Ron's 9/11 Views Pose Problem for Rand

Ron's 9/11 Views Pose Problem for Rand

It is no surprise that former congressman and presidential candidate Ron Paul believes that the U.S. bears some responsibility, albeit indirect, for the terror attack of September 11, 2001. That belief, a staple of the far-left, animated his spoiler campaign for the GOP nomination in 2008 (less so in 2012). 

It is a surprise, though, that he continues to voice that belief loudly when his son is trying to establish himself as a legitimate contender.

On Tuesday evening, Sen. Rand Paul (R-KY) delivered a televised rebuttal to President Barack Obama’s hapless address on Syria. It was an opportunity for Paul to seize the mantle of leadership in the floundering and divided Republican opposition, and to show what his own foreign policy views are. It was not a bad speech, though Paul focused narrowly on the question of war and declined to elaborate on his overall philosophy.

Sen. Paul has been at pains to distinguish himself from the more questionable aspects of his father’s legacy–often to the consternation of his father’s devoted fans. He visited Israel earlier this year, for example, to learn firsthand about the security threats that it faces, and to qualify his opposition to foreign aid by suggesting that Israel would be the last nation whose aid should be cut. (His father’s fans considered the visit a betrayal.)

Moreover, Paul has departed from his father’s view that the U.S. has no particular role in global leadership. He has frequently spoken out about the plight of Christians in the Middle East, for example, and has partly based his opposition to U.S. support for the Syrian rebels on concerns about their treatment of Christians. The implication is that the U.S. bears some responsibility for the rights of persecuted minorities, however distant.

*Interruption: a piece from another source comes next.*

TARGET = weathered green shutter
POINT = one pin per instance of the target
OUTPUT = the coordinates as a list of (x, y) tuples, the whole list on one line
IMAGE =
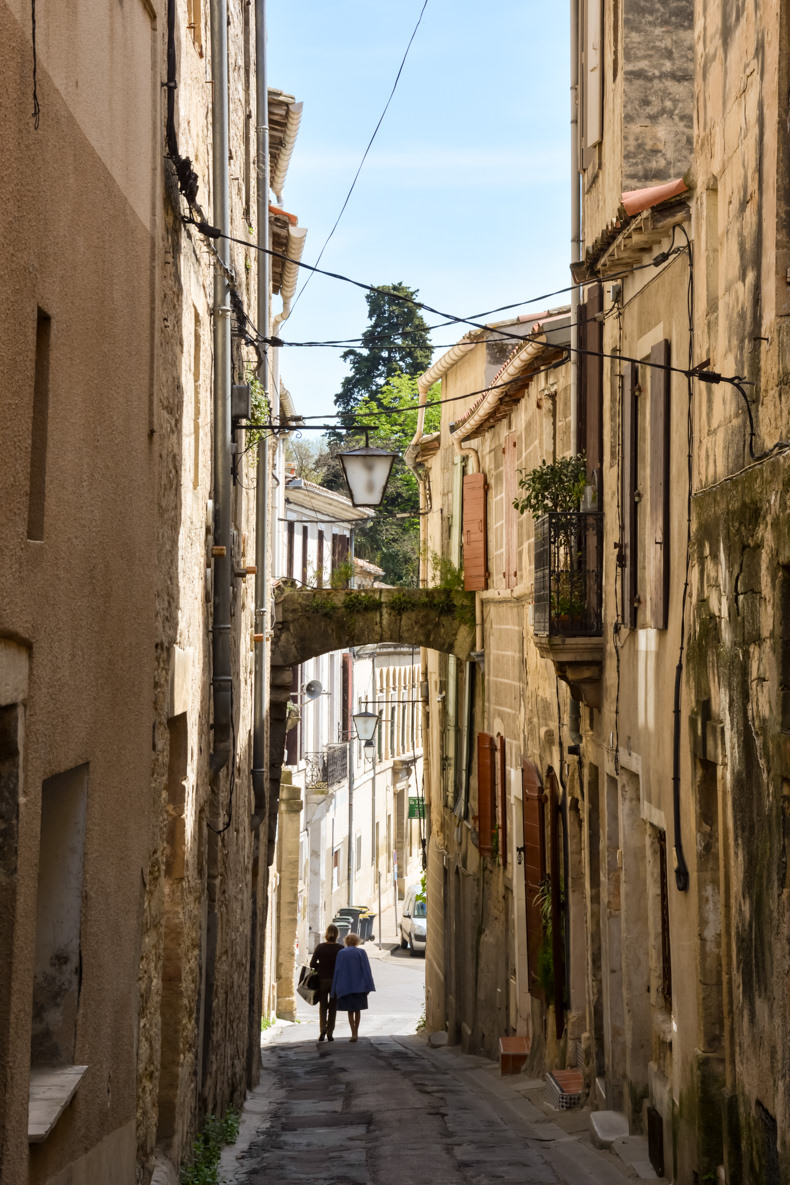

Yet Sen. Paul has not explicitly rejected his father’s view that global hatred of the U.S. stems from U.S. policy. That “blowback” thesis–Ron Paul actually used the term in a 9/11 Facebook post–is how the Noam Chomsky-inspired left views U.S. entanglements in the Middle East, especially its alliance with Israel, and how much of the Muslim world justified the 9/11 attacks as well. It is a profoundly immoral view that excuses terror.

Sen. Paul has disagreed with his father in the past–over the Guantánamo Bay prison, for example (Ron favors closure, Rand does not). He has quietly kept his distance from his father’s new Institute for Peace and Prosperity, a vehicle for Ron Paul’s fringe views. But silent dissent may not be enough in the case of a view as toxic as the one Ron Paul expressed on 9/11. It is important to know that Rand Paul disagrees, as well as why.